Part 2 · Chapter 06

Decision Trees: The Judgmental Algorithm

A flowchart that learns. Gini, entropy, information gain.

So far, the models we've built have been a bit... abstract. They find the best-fit line or the best-separating plane by fiddling with weights and biases. They give us an answer, but the reasoning is hidden inside a mathematical formula.

Now, let's build a model you can argue with. A model that's as transparent as it is judgmental.

Meet the Decision Tree.

Imagine an algorithm that makes decisions like a paranoid, hyper-specific auntie asking 20 questions before letting you borrow her car. "Is the weather nice? Are you going on the highway? Did you check the tire pressure? Is your friend Chad going with you? I don't like Chad."

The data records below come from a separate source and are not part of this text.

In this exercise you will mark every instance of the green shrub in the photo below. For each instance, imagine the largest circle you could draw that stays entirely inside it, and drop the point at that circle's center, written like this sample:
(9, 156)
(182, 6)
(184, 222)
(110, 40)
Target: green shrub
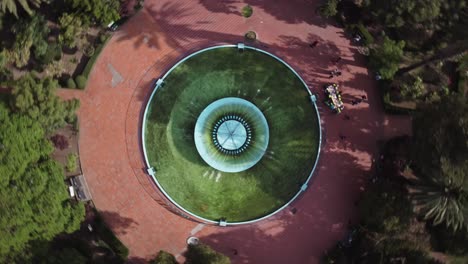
(109, 237)
(71, 83)
(72, 162)
(247, 11)
(89, 50)
(5, 75)
(365, 34)
(53, 52)
(4, 58)
(164, 257)
(93, 58)
(80, 82)
(103, 37)
(251, 35)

That's a Decision Tree. It's basically a flowchart on steroids, and it's one of the most intuitive and interpretable models in all of machine learning.

A Flowchart That Learns

Remember Chapter 1? We said a Decision Tree is just a flowchart that an algorithm learns from data. That's literally it.

A simple decision tree for classifying Iris flowers.

Each internal node is a question about a feature (e.g., "Is age < 30?").

Each branch is an answer to that question (e.g., "Yes" or "No").

Each leaf node is a final decision or prediction (e.g., "Class = 'Buys the Product'").

The genius of the algorithm is that it figures out the best questions to ask, and in what order, to make the most accurate predictions.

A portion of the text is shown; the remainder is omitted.